Правда, трудно было понять, почему при таком хорошо организованном расхищении социалистического хозяйства на это уходила вся жизнь, все эти люди только и делали, что звонили куда-то, кому-то подмазывали, застолбляли очередь блатом из-под прилавка.
Но эта изнурительная деятельность, как ни странно, перерастала порой чуть ли не во всенародное ликование. Однажды, по совету своей соседки, Костя отправился в гастроном за баночной селедкой. Простояв в очереди чуть ли нецелые сутки, он с гордостью притащил в дом с таким трудом добытую банку, вскрыл дрожащими руками этот дефицитный продукт и чуть не упал в обморок: под селедочной наклейкой оказалась трехкилограммовая банка красной икры. Тут же начались телефонные звонки всем и каждому, весть распространилась по всем концам Москвы, и Костя во главе с компанией своих верноподданных побежали снова занимать очередь в рыбный отдел. На рыбном заводе кто-то, видно, ошибочно законсервировал красную икру в селедочные банки; но скорее всего не ошибочно, а по причине продажи налево и, может быть, даже за границу.
Все были страшно возбуждены и обсуждали шикарную жизнь на год вперед с дореволюционной закуской под водку, но всех подвел своей прижимистостью поэт Мандельштюк. Жмот Мандельштюк, стоя в очереди, стал утверждать, что целая банка ему не по карману и решил поделить добычу пополам с кем-то еще в углу магазина прямо на глазах у публики.
Кто-то из посторонних тут же углядел в селедочной банке икру и началось такое столпотворение, что в икру превратили бы и продавцов. За прилавком, тут же поняв в чем дело, быстро прикрыли торговлю. Кассу закрыли, и заведующий перекрикивая поднявшийся вой трудящихся, лично обратился к толпе с речью. Весь белый с лица, он просил общественность войти в его положение и возвратить банки с селедкой, то есть с ошибочной икрой, обратно, обещая даже небольшое вознаграждение — иначе, утверждал он, ему грозит расстрел за расхищение народного достояния.

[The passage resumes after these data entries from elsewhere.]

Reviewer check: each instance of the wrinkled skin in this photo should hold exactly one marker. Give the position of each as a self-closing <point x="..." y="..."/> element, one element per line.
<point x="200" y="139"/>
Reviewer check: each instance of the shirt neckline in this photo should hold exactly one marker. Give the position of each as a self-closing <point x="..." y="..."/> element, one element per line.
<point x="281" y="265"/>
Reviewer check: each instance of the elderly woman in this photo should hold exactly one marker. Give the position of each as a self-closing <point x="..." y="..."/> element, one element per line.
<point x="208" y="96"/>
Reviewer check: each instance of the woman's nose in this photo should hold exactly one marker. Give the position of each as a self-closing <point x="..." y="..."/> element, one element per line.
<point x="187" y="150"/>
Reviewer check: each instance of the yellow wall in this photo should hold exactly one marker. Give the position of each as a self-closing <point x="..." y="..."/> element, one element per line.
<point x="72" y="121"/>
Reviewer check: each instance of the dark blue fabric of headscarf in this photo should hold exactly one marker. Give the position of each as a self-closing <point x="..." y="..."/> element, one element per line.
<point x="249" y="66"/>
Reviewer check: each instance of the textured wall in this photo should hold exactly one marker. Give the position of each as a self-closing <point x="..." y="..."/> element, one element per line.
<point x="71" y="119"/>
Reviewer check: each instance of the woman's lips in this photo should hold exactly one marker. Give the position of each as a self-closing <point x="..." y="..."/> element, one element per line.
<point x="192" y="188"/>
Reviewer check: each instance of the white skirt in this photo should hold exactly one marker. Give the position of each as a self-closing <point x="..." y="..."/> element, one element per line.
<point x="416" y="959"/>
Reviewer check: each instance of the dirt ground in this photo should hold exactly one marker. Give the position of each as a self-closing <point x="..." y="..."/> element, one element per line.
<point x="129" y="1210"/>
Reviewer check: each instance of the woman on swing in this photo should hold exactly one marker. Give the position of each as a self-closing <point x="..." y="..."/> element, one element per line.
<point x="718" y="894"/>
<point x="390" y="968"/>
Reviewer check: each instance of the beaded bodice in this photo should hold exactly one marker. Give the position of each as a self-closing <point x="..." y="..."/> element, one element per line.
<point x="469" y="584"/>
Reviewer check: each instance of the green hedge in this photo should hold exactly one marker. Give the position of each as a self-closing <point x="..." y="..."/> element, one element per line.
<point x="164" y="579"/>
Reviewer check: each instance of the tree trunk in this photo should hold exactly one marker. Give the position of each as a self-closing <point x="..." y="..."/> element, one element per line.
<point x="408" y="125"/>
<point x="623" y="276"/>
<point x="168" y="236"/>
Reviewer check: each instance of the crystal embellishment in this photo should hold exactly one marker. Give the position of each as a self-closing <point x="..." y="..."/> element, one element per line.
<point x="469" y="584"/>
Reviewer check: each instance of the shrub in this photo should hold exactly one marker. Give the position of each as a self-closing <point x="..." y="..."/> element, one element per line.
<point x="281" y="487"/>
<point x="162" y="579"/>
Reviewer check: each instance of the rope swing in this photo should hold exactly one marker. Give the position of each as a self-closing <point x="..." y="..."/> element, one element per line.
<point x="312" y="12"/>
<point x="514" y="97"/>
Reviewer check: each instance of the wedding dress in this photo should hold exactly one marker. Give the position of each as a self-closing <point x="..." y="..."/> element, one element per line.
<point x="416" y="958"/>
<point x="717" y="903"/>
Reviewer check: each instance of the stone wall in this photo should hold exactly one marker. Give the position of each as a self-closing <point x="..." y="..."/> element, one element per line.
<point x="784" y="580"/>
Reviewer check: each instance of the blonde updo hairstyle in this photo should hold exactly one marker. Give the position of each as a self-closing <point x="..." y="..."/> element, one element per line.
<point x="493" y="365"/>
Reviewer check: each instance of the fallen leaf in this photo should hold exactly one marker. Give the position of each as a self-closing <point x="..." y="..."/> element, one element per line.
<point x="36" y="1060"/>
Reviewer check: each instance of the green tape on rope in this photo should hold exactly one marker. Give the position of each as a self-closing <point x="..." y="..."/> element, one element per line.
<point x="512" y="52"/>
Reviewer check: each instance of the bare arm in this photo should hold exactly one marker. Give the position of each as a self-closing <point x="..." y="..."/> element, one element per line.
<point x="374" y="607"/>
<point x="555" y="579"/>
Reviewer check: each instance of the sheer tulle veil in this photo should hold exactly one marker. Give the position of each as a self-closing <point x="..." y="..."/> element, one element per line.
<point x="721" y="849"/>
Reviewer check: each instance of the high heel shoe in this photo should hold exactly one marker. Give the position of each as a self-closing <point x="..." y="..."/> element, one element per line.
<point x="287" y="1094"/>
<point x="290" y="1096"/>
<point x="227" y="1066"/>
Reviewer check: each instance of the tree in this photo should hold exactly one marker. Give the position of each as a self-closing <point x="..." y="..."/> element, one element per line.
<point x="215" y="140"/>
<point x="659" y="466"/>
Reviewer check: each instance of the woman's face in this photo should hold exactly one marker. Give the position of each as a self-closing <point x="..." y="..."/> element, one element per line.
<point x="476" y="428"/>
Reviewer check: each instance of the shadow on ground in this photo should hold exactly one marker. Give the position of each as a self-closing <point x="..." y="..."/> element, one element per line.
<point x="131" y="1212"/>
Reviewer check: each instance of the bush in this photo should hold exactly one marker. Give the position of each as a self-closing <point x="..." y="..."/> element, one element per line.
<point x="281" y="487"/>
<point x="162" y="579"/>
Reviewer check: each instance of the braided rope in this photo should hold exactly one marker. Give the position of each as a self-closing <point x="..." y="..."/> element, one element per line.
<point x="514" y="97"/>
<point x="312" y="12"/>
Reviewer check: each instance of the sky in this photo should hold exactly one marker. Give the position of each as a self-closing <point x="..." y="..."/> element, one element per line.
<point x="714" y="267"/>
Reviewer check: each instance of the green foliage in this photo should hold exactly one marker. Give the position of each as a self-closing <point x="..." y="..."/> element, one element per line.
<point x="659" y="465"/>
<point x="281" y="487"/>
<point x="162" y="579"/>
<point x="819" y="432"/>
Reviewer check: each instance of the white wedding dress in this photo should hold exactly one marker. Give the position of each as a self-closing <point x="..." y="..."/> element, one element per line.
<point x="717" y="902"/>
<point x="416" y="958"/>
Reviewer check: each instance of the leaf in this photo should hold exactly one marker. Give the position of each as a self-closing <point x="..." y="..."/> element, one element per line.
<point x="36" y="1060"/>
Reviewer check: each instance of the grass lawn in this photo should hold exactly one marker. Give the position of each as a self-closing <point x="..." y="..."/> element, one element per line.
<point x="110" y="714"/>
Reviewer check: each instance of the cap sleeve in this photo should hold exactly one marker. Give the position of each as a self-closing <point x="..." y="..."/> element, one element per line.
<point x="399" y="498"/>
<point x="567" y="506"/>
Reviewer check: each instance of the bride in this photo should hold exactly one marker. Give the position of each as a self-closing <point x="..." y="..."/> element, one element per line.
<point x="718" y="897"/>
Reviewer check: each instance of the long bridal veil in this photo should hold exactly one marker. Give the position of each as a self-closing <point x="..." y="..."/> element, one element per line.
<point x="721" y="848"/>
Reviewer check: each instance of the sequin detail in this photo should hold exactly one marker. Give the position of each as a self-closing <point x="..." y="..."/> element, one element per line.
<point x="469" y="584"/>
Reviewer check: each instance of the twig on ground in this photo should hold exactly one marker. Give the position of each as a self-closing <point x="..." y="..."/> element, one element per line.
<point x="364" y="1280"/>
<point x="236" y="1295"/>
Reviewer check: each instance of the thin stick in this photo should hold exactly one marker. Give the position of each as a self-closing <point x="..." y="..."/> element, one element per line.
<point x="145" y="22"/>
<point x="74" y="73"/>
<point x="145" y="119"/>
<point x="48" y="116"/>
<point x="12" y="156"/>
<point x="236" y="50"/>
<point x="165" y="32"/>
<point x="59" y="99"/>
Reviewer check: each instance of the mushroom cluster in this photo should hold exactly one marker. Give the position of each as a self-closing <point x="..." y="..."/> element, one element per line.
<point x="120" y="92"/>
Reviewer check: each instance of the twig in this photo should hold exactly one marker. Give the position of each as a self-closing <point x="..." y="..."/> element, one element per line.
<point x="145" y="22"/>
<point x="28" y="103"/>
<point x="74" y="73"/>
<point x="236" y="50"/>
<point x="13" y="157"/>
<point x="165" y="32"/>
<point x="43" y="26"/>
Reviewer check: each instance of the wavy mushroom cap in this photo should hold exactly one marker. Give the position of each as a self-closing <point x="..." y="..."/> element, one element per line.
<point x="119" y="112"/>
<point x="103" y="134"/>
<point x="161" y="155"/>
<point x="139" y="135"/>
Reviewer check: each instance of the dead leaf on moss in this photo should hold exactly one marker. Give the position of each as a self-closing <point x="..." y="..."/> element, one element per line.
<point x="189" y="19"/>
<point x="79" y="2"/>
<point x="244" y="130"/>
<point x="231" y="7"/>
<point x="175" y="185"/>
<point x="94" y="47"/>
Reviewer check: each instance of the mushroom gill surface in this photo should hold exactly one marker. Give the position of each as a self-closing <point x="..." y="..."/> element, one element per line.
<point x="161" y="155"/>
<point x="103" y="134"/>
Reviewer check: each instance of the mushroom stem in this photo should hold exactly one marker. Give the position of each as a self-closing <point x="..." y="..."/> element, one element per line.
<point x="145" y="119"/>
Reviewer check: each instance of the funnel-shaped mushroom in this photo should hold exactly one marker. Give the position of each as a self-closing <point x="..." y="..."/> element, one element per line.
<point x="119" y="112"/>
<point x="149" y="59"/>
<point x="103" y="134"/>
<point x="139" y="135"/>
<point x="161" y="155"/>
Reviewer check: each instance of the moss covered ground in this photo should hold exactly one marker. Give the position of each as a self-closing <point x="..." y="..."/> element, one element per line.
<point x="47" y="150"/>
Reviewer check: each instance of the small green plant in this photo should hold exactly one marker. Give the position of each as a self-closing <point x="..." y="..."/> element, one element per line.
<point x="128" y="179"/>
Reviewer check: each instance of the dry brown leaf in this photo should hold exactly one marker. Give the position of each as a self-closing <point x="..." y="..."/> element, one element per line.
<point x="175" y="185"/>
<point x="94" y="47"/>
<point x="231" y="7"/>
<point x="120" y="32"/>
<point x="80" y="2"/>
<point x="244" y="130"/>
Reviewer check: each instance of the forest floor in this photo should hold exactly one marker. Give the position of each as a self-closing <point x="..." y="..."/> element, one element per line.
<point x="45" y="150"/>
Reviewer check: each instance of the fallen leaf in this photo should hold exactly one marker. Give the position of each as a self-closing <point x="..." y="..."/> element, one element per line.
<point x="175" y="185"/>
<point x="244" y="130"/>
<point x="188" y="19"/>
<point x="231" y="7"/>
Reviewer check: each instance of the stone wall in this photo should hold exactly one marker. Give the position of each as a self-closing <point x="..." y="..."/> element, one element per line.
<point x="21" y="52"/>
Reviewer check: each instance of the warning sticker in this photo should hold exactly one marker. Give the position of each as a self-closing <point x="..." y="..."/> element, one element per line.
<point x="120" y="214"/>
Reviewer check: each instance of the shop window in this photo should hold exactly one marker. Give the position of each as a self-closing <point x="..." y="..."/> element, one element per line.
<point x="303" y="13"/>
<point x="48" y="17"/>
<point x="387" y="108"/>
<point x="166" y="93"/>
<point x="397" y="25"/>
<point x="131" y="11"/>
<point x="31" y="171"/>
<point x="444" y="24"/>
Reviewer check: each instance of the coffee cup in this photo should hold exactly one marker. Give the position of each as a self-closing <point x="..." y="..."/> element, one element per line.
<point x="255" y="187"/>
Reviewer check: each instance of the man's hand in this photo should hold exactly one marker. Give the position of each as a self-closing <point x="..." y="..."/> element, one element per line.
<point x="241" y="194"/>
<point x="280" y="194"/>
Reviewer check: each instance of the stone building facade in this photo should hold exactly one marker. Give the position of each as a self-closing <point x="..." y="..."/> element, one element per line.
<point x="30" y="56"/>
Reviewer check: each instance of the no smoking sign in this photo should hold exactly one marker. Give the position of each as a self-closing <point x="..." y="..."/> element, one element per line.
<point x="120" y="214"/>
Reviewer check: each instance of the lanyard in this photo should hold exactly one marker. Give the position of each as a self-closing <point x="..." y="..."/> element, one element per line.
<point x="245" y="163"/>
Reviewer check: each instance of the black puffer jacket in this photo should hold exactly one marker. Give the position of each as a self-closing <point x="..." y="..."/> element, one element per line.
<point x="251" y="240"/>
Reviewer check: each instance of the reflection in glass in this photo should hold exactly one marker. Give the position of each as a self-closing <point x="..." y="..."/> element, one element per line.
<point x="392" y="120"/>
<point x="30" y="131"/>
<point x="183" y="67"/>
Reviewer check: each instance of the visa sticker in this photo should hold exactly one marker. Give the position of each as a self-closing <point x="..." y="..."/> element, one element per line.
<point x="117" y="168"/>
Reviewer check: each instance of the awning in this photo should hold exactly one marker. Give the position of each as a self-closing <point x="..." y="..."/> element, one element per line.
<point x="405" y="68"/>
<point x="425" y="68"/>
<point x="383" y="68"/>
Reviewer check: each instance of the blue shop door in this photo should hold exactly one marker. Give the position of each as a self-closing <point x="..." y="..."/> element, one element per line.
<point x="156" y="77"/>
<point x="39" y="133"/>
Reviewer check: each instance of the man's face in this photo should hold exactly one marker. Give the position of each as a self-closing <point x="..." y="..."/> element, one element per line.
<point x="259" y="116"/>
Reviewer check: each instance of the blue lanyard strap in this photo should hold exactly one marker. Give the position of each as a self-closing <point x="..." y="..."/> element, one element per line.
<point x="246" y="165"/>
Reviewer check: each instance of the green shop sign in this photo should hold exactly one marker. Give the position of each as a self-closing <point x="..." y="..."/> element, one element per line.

Трудно сказать, насколько содержимое банок было для заведующего сюрпризом; возможно, сюрпризом было то, что эти спецбанки поступили в распродажу рядовому покупателю без ведома заведующего, и за этот мафиозный просчет ему действительно придется расплачиваться. Так или иначе, Костины друзья успели нахватать достаточно псевдоселедочных банок, чтобы быстро смыться подобру-поздорову, пока заведующий не вызвал милицию. Разгоряченные, как будто после акта революционной экспроприации, все ввалились в комнату, неся за пазухой заветные банки. Но первая же, вскрытая "для обмыва" банка посеяла подозрительность, которая постепенно, по мере вскрытия других, стала перерастать в зловещую враждебность к Косте. Из всех банок, только мандельштюковская была с икрой, остальные соответствовали наклейке с селедкой атлантической, плывущей в Америку, но уловленной советской рыболовной сетью. Кто-то даже предлагал устроить над Костей показательный процесс за дезинформацию, но все, как всегда, закончилось пьянкой, где съели всю вскрытую икру, а селедку унесли в авоськах. Но и оставшейся селедки хватило на месяц отвратительного мытья посуды, а селедочный запах, казалось, застрял в легких уже на всю жизнь.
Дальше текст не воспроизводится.